[no subject]

**Date** **Thread**

static inline void vma_start_write(struct vm_area_struct *vma)
{
        int mm_lock_seq;

        if (__is_vma_write_locked(vma, &mm_lock_seq))
                return;

        down_write(&vma->vm_lock->lock);
        /*
         * We should use WRITE_ONCE() here because we can have concurrent reads
         * from the early lockless pessimistic check in vma_start_read().
         * We don't really care about the correctness of that early check, but
         * we should use WRITE_ONCE() for cleanliness and to keep KCSAN happy.
         */
        WRITE_ONCE(vma->vm_lock_seq, mm_lock_seq);
+        smp_wmb();
        up_write(&vma->vm_lock->lock);
}

Note: up_write(&vma->vm_lock->lock) in the vma_start_write() is not
enough because it's one-way permeable (it's a "RELEASE operation") and
later vma->vm_file store (or any other VMA modification) can move
before our vma->vm_lock_seq store.

This makes vma_start_write() heavier but again, it's write-locking, so
should not be considered a fast path.
With this change we can use the code suggested by Andrii in
https://lore.kernel.org/all/CAEf4BzZeLg0WsYw2M7KFy0+APrPaPVBY7FbawB9vjcA2+6k69Q@xxxxxxxxxxxxxx/
with an additional smp_rmb():

rcu_read_lock()
vma = find_vma(...)
if (!vma) /* bail */

vm_lock_seq = smp_load_acquire(&vma->vm_lock_seq);
mm_lock_seq = smp_load_acquire(&vma->mm->mm_lock_seq);
/* I think vm_lock has to be acquired first to avoid the race */
if (mm_lock_seq == vm_lock_seq)
        /* bail, vma is write-locked */
... perform uprobe lookup logic based on vma->vm_file->f_inode ...
smp_rmb();
if (vma->vm_lock_seq != vm_lock_seq)
        /* bail, VMA might have changed */

The smp_rmb() is needed so that vma->vm_lock_seq load does not get
reordered and moved up before speculation.

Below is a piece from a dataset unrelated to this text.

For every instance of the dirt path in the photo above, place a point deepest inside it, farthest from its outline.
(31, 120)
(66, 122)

I'm CC'ing Jann since he understands memory barriers way better than
me and will keep me honest.

>
> per-vma locking is still *locking*. Which means memory sharing between
> multiple CPUs, which means limited scalability. Lots of work in this
> series went to avoid even refcounting (as I pointed out for
> find_uprobe_rcu()) due to the same reason, and so relying on per-VMA
> locking is just shifting the bottleneck from mmap_lock to
> vma->vm_lock. Worst (and not uncommon) case is the same uprobe in the
> same process (and thus vma) being hit on multiple CPUs at the same
> time. Whether that's protected by mmap_lock or vma->vm_lock is
> immaterial at that point (from scalability standpoint).
>
> >
> > I presume a down_read on vma around all the work would also sort out any
> > issues concerning stability of the file or inode objects.
> >
> > Of course single-threaded performance would take a hit due to atomic
> > stemming from down/up_read and parallel uprobe lookups on the same vma
> > would also get slower, but I don't know if that's a problem for a real
> > workload.
> >
> > I would not have any comments if all speed ups were achieved without
> > modifying non-uprobe code.
>
> I'm also not a mm-focused person, so I'll let Suren and others address
> mm-specific concerns, but I (hopefully) addressed all the
> uprobe-related questions and concerns you had.